"I love these boys more than anything. But the sad thing is, they loved me like they loved everyone else."

***

Aimee memandangi fotonya bersama Beth dan Olivia yang tertempel di dinding kamarnya. Dengan gerakan yang begitu lesu, Ia meletakkan tas selempangnya di atas lantai dan duduk di kursi meja belajarnya. Ia lalu meraih ponselnya dan melihat tanggal yang tertera di lockscreen.

Tanggal 5 April. Sudah lewat 8 hari sejak meninggalnya Olivia. Keadaan di antara dirinya dan Beth tidak ada yang berubah. Mereka masih sering pergi dan pulang sekolah bersama, juga mengerjakan tugas di perpustakaan. Terkadang mereka meminta bantuan kepada Greyson yang memang ahlinya di pelajaran Matematika. Lelaki itu pun tanpa perlu diminta selalu menjemput mereka di sekolah. 

"AIMEE!!"

Ia masih melamun.

"Astaga! AIMEE PARKER!"

Dan teriakan kedua, ia sepenuhnya sadar. Dengan panik, Aimee berlari tunggang langgang menuju lantai bawah. Ia menahan takut saat menyaksikan Ibunya berdiri di seberang tangga. Tampak galak dan menyeramkan. Diam-diam Ia berharap kalau Ibunya tidak memukulinya lagi.

"Kau ini selalu saja di kamar! Berhentilah menjadi orang aneh dan buang semua hal tentang boyband itu, kau dengar?"

Aimee nyaris tersedak karena mendengar ucapan Ibunya. Ia menatap Nicole nanar, tapi, dia tidak berani melawan. Bagaimana pun, Nicole adalah Ibunya. Sekejam apapun wanita itu. "Ma-maafkan aku, Ibu ..."

"Berisik. Ada tamu untukmu di depan, lalu segera buatkan makan malam. Teman-temanku akan kesini nanti."

Aimee menahan diri untuk tidak mengamuk.
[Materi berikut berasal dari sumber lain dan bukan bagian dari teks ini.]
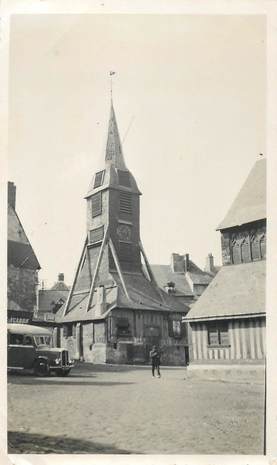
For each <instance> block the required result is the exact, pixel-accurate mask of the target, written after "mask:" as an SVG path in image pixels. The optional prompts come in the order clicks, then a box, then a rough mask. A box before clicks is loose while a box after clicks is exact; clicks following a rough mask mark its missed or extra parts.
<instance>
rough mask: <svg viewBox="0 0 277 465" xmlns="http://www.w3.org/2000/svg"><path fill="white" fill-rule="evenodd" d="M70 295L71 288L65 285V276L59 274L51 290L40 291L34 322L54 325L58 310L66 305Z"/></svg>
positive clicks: (42, 289)
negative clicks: (64, 277) (68, 297)
mask: <svg viewBox="0 0 277 465" xmlns="http://www.w3.org/2000/svg"><path fill="white" fill-rule="evenodd" d="M68 294H69V286H67V285H66V284H65V281H64V274H63V273H59V275H58V280H57V281H56V282H55V284H54V285H53V286H52V287H51V288H50V289H44V286H43V288H42V289H39V291H38V307H37V310H36V312H34V316H33V321H34V323H36V324H41V323H49V325H52V323H53V322H54V321H55V317H56V314H57V312H58V310H59V309H60V308H61V307H62V305H64V304H65V302H66V300H67V297H68Z"/></svg>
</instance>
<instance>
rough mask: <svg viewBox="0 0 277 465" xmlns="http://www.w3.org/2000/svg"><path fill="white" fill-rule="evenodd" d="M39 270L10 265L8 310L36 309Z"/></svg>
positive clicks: (9, 269)
mask: <svg viewBox="0 0 277 465" xmlns="http://www.w3.org/2000/svg"><path fill="white" fill-rule="evenodd" d="M36 286H37V271H35V270H29V269H27V268H17V267H15V266H13V265H9V267H8V310H20V309H22V310H28V311H30V312H33V311H34V307H35V305H36Z"/></svg>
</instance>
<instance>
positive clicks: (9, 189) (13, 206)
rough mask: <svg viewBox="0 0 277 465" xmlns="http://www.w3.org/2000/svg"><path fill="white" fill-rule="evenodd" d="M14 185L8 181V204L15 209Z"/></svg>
mask: <svg viewBox="0 0 277 465" xmlns="http://www.w3.org/2000/svg"><path fill="white" fill-rule="evenodd" d="M15 201H16V186H15V184H14V183H13V182H10V181H9V182H8V204H9V205H10V206H11V207H12V208H13V209H14V210H15Z"/></svg>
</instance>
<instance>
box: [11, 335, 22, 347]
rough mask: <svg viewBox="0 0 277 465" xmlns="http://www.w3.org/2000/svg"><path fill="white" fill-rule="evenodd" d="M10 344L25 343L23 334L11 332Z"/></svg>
mask: <svg viewBox="0 0 277 465" xmlns="http://www.w3.org/2000/svg"><path fill="white" fill-rule="evenodd" d="M10 344H13V345H22V344H23V334H10Z"/></svg>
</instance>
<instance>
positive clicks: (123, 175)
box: [117, 170, 131, 187]
mask: <svg viewBox="0 0 277 465" xmlns="http://www.w3.org/2000/svg"><path fill="white" fill-rule="evenodd" d="M117 174H118V182H119V184H120V185H121V186H125V187H130V186H131V183H130V174H129V172H128V171H122V170H117Z"/></svg>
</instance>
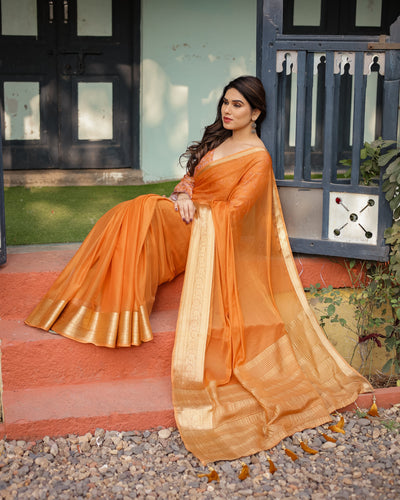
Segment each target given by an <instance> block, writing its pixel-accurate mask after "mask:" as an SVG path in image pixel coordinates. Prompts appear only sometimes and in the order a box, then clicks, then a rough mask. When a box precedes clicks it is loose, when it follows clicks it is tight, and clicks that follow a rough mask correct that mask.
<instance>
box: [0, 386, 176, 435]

Dengan langkah gontai ia berjalan menuju pintu depan dan membukanya. Ia terlonjak kaget karena mendapati Claire, yang tak lain adalah Ibu Olivia, berdiri di depan pintu rumahnya. Sebelum wanita itu menyapanya, Aimee sudah memeluknya duluan.

Selama satu menit pertama tidak ada yang bersuara. Saat Aimee mendengar isakan Bibi Claire, Ia pun memperat pelukannya. Ia ingin sekali menghibur Claire, tapi bagaimana caranya jika dirinya sendiri pun belum sepenuhnya move on dari meninggalnya Olivia?

"Aku turut berduka cita."

Hanya itu yang mampu Ia katakan. Bahkan mungkin, Ia mengatakan itu pun untuk dirinya sendiri.

"Ooh, Nak," wanita yang seusia dengan Nicole itu mengusap rambut Aimee. Lalu Ia melepas pelukan gadis itu, menatap Aimee dengan lembut. "Seharusnya aku yang mengatakan itu."

Aimee tersenyum kecut. Ia mengusap air matanya yang terus menetes setiap menatap Bibi Claire. "Apakah Bibi mau masuk?"

"Tidak, Sayang. Tak perlu. Aku ingin memberikanmu sesuatu."

Aimee memerhatikan Bibi Claire yang mengeluarkan sebuah dompet berukuran agak besar dari tasnya, lalu memberikannya padanya. Hanya sekali menatapnya, Aimee tahu dompet itu milik siapa. Yaitu Olivia. Dompet bermotif polkadot berwarna merah dan hitam. Olivia selalu menyimpan benda berharga (sebagian besar adalah rahasia-rahasia miliknya) di dompet tersebut.

"Bi, ini milik Olivia," ucap Aimee bingung. "Kenapa Bibi memberikannya padaku?"

"Olivia ingin kau memilikinya. Percayalah. Maaf aku baru memberikannya sekarang. Aku sibuk mengurus pemakaman Olivia."

Aimee mengusap dompet tebal tersebut. Ia penasaran dengan isinya.

"Aku pulang dulu, ya? Kalau kau butuh pertolongan atau apapun itu, hubungi saja aku. Selamat malam, Manis."

"Hati-hati, Bi!"

Bibi Claire masuk ke mobilnya. Dan Aimee masih berdiri di depan pintu rumahnya sampai mobil Toyota itu lenyap dari pandangannya. Ia kembali masuk ke dalam rumah, memeluk dompet itu erat. Namun, seketika Ia heran karena suasana rumah mendadak sepi. Kemana Ibunya pergi?